SEACrowd / seacrowd-datahub

A collaborative project to collect datasets in SEA languages, SEA regions, or SEA cultures.
Apache License 2.0
63 stars 57 forks source link

Create dataset loader for mc4-indo #61

Closed SamuelCahyawijaya closed 10 months ago

SamuelCahyawijaya commented 10 months ago

Dataloader name: mc4_indo/mc4_indo.py DataCatalogue: http://seacrowd.github.io/seacrowd-catalogue/card.html?mc4_indo

Dataset mc4_indo
Description A thoroughly cleaned version of the Indonesia split of the multilingual colossal, cleaned version of Common Crawl's web crawl corpus (mC4).

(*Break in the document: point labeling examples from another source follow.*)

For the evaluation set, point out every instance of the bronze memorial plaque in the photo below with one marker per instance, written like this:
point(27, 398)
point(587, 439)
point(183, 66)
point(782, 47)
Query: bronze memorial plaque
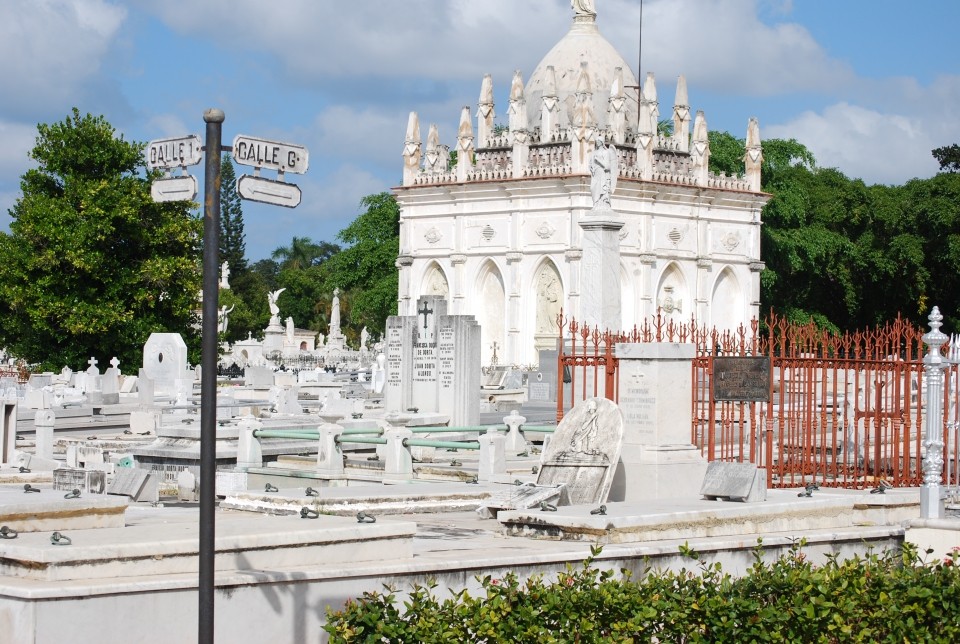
point(744, 379)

This portion represents the Indonesian language content that has been extracted and processed from the larger mC4 dataset. The extraction and cleaning process was conducted by AllenAI and resulted in a curated collection of Indonesian language data. For more information about the original mC4 dataset and its preparation, please refer to the source hosted at the address https://huggingface.co/datasets/allenai/c4.
Subsets -
Languages ind
Tasks Language Modeling
License Open Data Commons License Attribution family (odc-by)
Homepage https://huggingface.co/datasets/indonesian-nlp/mc4-id
HF URL https://huggingface.co/datasets/indonesian-nlp/mc4-id
Paper URL https://aclanthology.org/2021.naacl-main.41
williamnixon20 commented 10 months ago

self-assign